Peer Review History

Original SubmissionJuly 30, 2020
Decision Letter - Jason A. Papin, Editor, Sushmita Roy, Editor

Dear Prof. Kuang,

Thank you very much for submitting your manuscript "Imputation of Spatially-resolved Transcriptomes by Graph-regularized Tensor Completion" for consideration at PLOS Computational Biology.

As with all papers reviewed by the journal, your manuscript was reviewed by members of the editorial board and by several independent reviewers. In light of the reviews (below this email), we would like to invite the resubmission of a significantly-revised version that takes into account the reviewers' comments.

We cannot make any decision about publication until we have seen the revised manuscript and your response to the reviewers' comments. Your revised manuscript is also likely to be sent to reviewers for further evaluation.

When you are ready to resubmit, please upload the following:

[1] A letter containing a detailed list of your responses to the review comments and a description of the changes you have made in the manuscript. Please note while forming your response, if your article is accepted, you may have the opportunity to make the peer review history publicly available. The record will include editor decision letters (with reviews) and your responses to reviewer comments. If eligible, we will contact you to opt in or out.
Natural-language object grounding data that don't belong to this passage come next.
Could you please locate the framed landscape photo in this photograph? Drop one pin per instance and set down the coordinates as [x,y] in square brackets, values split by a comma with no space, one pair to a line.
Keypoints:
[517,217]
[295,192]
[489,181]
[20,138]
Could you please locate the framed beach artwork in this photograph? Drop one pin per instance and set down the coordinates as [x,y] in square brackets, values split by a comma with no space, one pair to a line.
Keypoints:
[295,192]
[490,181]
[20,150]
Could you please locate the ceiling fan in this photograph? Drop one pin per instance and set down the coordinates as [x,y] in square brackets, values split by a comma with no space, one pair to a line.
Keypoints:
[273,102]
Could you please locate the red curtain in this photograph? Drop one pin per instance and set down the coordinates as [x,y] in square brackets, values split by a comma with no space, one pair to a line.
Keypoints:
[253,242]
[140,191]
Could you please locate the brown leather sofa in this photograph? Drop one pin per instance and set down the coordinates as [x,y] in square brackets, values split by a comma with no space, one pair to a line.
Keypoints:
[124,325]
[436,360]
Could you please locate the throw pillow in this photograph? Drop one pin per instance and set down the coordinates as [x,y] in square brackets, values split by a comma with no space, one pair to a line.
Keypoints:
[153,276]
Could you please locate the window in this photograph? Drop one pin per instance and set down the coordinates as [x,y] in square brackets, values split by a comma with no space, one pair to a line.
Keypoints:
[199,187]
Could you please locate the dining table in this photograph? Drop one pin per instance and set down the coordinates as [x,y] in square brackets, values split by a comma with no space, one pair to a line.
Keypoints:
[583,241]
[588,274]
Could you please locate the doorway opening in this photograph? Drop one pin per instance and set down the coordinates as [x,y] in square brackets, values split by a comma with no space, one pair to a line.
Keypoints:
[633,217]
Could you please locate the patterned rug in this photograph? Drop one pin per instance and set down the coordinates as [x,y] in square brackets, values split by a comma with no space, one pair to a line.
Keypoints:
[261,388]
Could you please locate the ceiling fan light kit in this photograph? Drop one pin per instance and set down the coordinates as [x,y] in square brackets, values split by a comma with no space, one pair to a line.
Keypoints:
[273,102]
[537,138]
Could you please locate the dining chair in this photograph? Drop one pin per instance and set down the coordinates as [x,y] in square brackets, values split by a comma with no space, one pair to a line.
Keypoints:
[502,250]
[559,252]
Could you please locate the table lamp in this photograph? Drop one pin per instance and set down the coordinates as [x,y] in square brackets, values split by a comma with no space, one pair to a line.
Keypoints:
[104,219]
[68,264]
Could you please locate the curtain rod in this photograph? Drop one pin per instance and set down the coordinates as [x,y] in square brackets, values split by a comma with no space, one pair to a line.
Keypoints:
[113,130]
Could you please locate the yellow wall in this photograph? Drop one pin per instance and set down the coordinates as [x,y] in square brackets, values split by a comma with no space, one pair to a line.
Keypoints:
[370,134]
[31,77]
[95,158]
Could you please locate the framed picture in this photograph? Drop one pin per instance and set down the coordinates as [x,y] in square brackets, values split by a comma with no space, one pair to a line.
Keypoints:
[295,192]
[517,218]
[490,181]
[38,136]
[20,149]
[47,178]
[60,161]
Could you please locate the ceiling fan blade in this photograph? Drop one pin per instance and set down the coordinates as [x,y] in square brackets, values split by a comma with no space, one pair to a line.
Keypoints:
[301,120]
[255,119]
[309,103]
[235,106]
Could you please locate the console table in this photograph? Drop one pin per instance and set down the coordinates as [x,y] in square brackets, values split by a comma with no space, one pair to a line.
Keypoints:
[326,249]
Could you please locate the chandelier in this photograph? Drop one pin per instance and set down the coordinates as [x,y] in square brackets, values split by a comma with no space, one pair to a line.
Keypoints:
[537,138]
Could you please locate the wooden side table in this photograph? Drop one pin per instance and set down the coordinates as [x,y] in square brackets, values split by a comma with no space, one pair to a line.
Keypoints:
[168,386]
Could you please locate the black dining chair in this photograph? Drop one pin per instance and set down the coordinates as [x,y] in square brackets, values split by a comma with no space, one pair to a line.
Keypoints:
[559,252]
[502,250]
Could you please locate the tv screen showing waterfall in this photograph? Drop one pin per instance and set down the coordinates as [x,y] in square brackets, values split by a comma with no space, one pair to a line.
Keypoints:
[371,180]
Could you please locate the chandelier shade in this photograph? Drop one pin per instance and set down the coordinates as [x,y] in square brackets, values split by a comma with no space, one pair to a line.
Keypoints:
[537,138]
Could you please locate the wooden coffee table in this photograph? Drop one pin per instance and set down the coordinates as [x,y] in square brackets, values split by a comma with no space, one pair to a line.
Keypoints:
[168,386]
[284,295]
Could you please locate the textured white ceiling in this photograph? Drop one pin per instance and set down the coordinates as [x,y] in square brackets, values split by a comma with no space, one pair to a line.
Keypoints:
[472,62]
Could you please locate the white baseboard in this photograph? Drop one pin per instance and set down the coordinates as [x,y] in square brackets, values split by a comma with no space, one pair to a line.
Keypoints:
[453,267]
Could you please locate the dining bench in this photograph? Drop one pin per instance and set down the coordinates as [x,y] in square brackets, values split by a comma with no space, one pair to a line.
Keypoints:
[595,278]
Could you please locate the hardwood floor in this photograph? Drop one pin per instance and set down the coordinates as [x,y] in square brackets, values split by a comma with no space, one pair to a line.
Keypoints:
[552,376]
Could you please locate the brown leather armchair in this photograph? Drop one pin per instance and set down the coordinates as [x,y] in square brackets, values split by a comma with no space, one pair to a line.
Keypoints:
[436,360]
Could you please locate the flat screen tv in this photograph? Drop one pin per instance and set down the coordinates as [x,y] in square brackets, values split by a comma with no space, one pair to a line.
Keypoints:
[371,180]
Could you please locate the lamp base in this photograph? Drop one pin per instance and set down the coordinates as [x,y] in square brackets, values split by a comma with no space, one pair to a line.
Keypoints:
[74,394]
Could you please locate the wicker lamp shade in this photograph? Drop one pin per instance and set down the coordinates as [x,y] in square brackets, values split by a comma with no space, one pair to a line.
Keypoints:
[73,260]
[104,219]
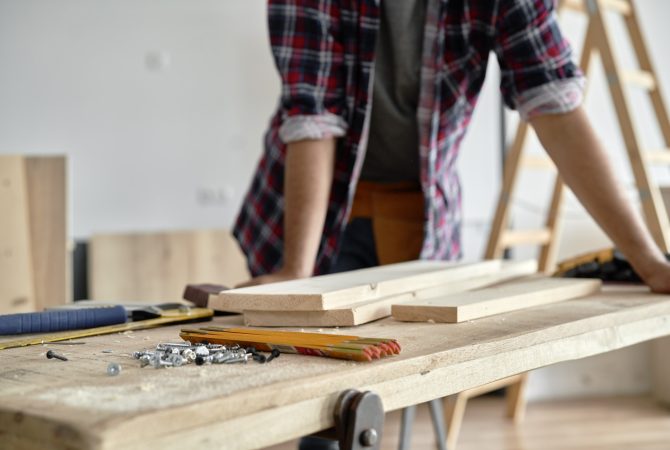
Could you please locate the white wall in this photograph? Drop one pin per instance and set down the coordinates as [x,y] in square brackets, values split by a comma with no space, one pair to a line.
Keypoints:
[149,147]
[160,106]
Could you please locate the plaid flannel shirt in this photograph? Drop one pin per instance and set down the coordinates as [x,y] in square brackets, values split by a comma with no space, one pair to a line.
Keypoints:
[324,52]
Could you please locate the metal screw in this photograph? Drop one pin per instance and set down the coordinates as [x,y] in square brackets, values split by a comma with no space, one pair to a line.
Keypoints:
[189,355]
[369,437]
[168,346]
[274,354]
[138,355]
[201,360]
[201,350]
[51,354]
[157,362]
[176,359]
[113,369]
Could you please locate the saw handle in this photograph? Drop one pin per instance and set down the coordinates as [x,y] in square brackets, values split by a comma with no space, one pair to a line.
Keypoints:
[50,321]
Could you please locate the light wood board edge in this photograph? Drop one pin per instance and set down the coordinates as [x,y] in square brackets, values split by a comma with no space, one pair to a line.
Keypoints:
[361,313]
[488,302]
[357,292]
[17,288]
[47,199]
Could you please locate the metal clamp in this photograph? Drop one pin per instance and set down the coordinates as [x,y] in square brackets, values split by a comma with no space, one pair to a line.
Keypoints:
[359,420]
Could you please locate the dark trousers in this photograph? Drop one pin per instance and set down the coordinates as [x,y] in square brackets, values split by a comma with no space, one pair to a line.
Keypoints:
[357,251]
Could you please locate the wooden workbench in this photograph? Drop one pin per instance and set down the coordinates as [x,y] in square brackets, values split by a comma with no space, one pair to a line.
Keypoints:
[76,405]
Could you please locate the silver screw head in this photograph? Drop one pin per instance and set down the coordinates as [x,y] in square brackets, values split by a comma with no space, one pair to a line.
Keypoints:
[176,359]
[145,360]
[189,355]
[113,369]
[201,350]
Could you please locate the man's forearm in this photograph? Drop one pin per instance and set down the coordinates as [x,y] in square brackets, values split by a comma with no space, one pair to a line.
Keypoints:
[585,168]
[307,180]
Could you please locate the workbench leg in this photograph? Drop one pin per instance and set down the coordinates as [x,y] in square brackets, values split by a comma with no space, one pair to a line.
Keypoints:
[408,415]
[454,406]
[516,399]
[437,415]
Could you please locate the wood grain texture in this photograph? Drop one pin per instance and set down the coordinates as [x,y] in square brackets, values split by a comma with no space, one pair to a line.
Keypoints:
[75,405]
[157,266]
[17,292]
[360,313]
[47,199]
[495,300]
[343,289]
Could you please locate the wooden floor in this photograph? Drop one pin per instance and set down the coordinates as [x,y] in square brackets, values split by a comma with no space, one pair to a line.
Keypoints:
[631,423]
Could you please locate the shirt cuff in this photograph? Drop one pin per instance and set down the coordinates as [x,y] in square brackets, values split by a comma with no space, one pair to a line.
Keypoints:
[555,97]
[323,126]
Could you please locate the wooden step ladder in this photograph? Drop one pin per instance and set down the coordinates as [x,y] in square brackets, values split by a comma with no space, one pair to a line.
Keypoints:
[597,40]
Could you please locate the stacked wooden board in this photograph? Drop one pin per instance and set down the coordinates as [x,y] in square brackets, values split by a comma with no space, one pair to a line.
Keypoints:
[413,291]
[33,233]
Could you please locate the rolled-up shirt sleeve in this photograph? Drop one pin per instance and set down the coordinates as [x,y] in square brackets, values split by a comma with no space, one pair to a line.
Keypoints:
[538,74]
[309,57]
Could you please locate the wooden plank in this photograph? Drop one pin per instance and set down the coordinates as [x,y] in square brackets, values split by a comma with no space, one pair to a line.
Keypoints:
[640,78]
[76,405]
[495,300]
[512,238]
[47,194]
[541,162]
[620,6]
[343,289]
[365,312]
[157,266]
[16,272]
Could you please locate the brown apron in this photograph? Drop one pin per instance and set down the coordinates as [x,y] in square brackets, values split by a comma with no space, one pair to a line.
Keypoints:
[397,214]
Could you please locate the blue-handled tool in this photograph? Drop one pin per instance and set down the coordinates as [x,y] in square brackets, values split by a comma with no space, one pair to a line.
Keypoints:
[61,320]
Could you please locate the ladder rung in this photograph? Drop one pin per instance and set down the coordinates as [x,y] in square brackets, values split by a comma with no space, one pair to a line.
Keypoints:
[538,162]
[640,78]
[658,156]
[620,6]
[511,238]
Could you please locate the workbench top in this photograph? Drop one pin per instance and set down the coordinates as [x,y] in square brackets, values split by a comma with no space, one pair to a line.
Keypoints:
[74,404]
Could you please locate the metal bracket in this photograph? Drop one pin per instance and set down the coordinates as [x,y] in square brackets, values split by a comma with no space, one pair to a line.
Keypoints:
[359,420]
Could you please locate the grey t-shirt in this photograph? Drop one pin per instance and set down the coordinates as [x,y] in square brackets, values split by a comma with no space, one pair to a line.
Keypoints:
[392,153]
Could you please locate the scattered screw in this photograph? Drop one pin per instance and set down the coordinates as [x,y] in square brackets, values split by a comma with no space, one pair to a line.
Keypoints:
[176,359]
[113,369]
[51,354]
[201,350]
[189,355]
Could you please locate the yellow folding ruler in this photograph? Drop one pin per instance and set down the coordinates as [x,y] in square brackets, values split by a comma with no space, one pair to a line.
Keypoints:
[168,316]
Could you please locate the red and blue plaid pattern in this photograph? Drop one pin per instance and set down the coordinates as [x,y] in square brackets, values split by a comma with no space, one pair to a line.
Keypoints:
[324,52]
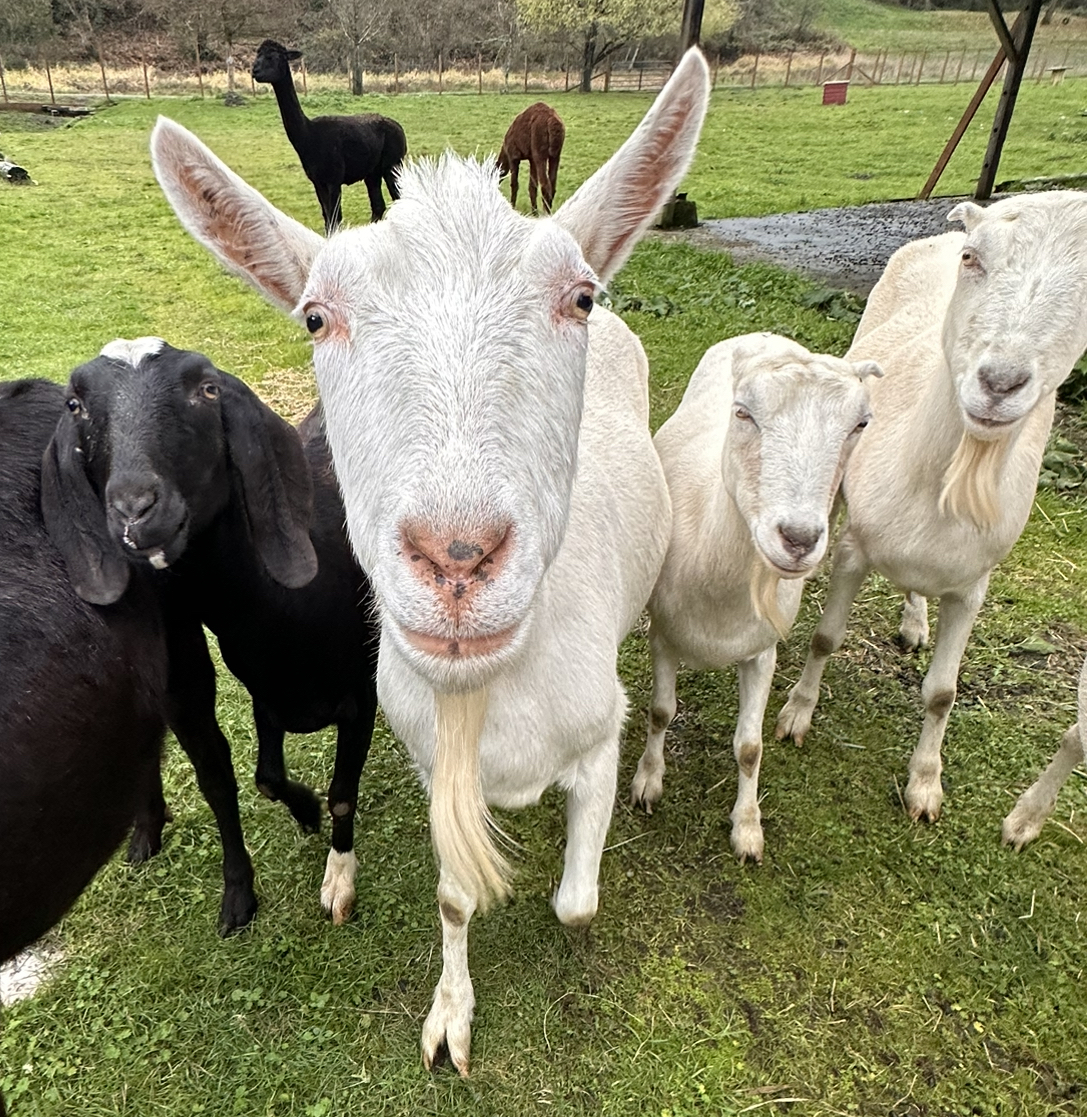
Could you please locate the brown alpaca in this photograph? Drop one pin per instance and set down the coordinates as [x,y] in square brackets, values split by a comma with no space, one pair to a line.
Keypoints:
[536,134]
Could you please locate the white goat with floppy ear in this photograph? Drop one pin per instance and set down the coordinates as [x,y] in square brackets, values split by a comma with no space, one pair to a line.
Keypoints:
[1026,819]
[974,331]
[753,457]
[490,439]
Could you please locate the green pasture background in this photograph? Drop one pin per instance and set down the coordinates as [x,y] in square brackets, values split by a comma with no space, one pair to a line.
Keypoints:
[868,966]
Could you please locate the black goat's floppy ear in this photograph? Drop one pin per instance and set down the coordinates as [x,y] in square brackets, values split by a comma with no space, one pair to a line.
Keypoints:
[76,521]
[268,460]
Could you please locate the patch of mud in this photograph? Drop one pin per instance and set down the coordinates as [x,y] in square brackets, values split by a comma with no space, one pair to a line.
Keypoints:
[846,247]
[21,975]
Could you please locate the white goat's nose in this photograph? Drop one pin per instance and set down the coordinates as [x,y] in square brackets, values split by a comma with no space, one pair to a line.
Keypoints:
[800,540]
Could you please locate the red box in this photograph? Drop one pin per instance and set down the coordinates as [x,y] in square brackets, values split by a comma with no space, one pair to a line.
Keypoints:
[835,93]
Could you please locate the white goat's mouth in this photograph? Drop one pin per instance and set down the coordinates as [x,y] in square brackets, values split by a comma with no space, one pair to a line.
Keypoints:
[459,647]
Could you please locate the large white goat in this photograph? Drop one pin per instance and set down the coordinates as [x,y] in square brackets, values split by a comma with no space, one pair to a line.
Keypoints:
[490,439]
[974,332]
[753,457]
[1026,819]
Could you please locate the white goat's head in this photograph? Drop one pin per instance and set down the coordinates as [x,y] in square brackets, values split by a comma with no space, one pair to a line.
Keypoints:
[450,346]
[795,418]
[1018,317]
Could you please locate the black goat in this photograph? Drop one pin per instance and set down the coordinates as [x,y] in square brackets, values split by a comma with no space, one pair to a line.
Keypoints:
[198,478]
[334,151]
[82,687]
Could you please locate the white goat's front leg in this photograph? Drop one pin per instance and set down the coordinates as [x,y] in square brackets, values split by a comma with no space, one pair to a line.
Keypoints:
[755,676]
[848,573]
[914,628]
[1024,821]
[589,804]
[924,793]
[449,1023]
[648,783]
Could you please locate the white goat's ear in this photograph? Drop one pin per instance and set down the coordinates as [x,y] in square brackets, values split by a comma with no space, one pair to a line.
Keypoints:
[968,212]
[248,235]
[864,369]
[609,212]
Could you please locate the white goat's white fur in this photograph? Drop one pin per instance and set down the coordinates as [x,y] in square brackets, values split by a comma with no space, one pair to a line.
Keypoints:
[1026,819]
[974,331]
[466,398]
[755,449]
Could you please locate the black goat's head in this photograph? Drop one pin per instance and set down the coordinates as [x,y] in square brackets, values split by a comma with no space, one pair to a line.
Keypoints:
[155,442]
[273,61]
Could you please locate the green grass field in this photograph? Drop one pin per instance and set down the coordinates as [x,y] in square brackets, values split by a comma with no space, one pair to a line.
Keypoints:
[870,966]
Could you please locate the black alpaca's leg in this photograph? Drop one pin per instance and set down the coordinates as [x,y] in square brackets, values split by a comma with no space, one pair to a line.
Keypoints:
[272,772]
[377,198]
[191,714]
[151,818]
[353,736]
[514,172]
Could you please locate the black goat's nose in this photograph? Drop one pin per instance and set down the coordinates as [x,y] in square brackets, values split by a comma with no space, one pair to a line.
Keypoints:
[134,504]
[1002,381]
[800,540]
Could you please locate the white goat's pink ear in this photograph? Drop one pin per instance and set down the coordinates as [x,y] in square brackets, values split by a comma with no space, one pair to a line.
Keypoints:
[609,212]
[968,212]
[248,235]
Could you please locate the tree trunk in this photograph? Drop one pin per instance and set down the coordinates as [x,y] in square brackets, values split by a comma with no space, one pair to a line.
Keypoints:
[589,61]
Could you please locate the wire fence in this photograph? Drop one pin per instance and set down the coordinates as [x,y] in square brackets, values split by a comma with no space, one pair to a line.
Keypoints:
[57,83]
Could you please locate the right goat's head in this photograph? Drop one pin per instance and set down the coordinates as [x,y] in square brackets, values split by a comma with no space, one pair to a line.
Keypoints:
[795,418]
[1018,317]
[449,346]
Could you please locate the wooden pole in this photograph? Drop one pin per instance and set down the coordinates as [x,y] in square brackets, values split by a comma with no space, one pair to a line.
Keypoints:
[199,75]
[2] Two versions of the revised manuscript: one with either highlights or tracked changes denoting where the text has been changed; the other a clean version (uploaded as the manuscript file).

Important additional instructions are given below your reviewer comments.

Please prepare and submit your revised manuscript within 60 days. If you anticipate any delay, please let us know the expected resubmission date by replying to this email. Please note that revised manuscripts received after the 60-day due date may require evaluation and peer review similar to newly submitted manuscripts.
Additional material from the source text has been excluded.